Favorite first lines by decade (my decades):

‘70s: “Call me Jonah.” Kurt Vonnegut, Cat’s Cradle – Brevity really is the soul of wit. And important to a teenager.

‘80s: “A screaming comes across the sky.” Thomas Pynchon, Gravity’s Rainbow – I can’t recall why I ever admired this sentence. Wait, I do: It was the drugs I took.

‘90s: “Cities at night, I feel, contain men who cry in their sleep and then say Nothing.” Martin Amis, The Information – The Clinton Administration let me feel free to prize melancholy above all else.

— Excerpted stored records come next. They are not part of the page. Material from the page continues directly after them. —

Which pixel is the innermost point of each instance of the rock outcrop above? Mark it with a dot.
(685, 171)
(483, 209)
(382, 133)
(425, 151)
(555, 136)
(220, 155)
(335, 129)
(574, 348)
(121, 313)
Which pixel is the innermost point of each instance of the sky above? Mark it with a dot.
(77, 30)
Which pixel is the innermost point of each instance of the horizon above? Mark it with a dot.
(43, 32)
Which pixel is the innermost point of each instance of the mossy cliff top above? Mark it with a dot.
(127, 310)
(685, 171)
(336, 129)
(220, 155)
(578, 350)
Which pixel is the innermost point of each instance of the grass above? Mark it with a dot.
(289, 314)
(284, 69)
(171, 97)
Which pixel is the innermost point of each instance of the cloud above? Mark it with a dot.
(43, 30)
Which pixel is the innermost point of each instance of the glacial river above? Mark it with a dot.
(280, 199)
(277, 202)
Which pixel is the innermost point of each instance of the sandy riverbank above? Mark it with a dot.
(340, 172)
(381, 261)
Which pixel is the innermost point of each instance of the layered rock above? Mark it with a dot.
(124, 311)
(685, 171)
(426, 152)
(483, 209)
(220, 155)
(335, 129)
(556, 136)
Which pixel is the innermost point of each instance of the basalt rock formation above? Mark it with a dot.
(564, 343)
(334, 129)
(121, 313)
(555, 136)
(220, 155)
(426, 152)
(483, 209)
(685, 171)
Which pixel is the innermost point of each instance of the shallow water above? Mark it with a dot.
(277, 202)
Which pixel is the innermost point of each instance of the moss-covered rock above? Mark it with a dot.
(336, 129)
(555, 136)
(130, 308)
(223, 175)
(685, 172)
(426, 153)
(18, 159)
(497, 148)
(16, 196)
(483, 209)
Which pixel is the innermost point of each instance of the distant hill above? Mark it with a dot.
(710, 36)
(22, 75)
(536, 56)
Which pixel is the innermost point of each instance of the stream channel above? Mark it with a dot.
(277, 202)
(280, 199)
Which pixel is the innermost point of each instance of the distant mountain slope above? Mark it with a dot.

‘00s: “Keller flew United to Portland.” Lawrence Block, Hit Man – With so many contemporary writers – apparently not trusting their readers’ attention spans – stocking their opening sentences with pulled triggers and decapitated heads, it’s more than a relief to come across this: Five words that say, “No, really, just keep reading, I trust you, enjoy the story, I know you’ll like it. I’ll attend to the sentences.”

4 comments:

eo said...

"When the guy with asthma finally came in from the fire escape, Parker rabbit-punched him and took his gun away."
-The Mourner, by Richard Stark

eo said...

I love Stark.

Joe Boland said...

Stark can open like that. He can do it. Most of his admirers have a problem: They like to start a story with someone pulling a trigger, but immediately panic: “Oh no, the reader needs to know how we got here.” Then we get to hear what the guy had for breakfast. Then they panic again: “Must make him sympathetic.” Then we get to hear about his childhood…and the story has gone sideways before the first chapter ends. Know what I mean?

eo said...

Absolutely. I've noticed this as well. Stark does give you the background, but much later on. The reader steps into a moving story, picking up the details like one of the crew getting briefed on the way to the job.
Another thing I like about Stark is how he'll bring a Parker and another character(s) to a point of major conflict, then send the narrative off to follow each of the characters on their own divergent path. Later on, he converges everyone's storyline back together for the big payoff. Bang bang, bye-bye.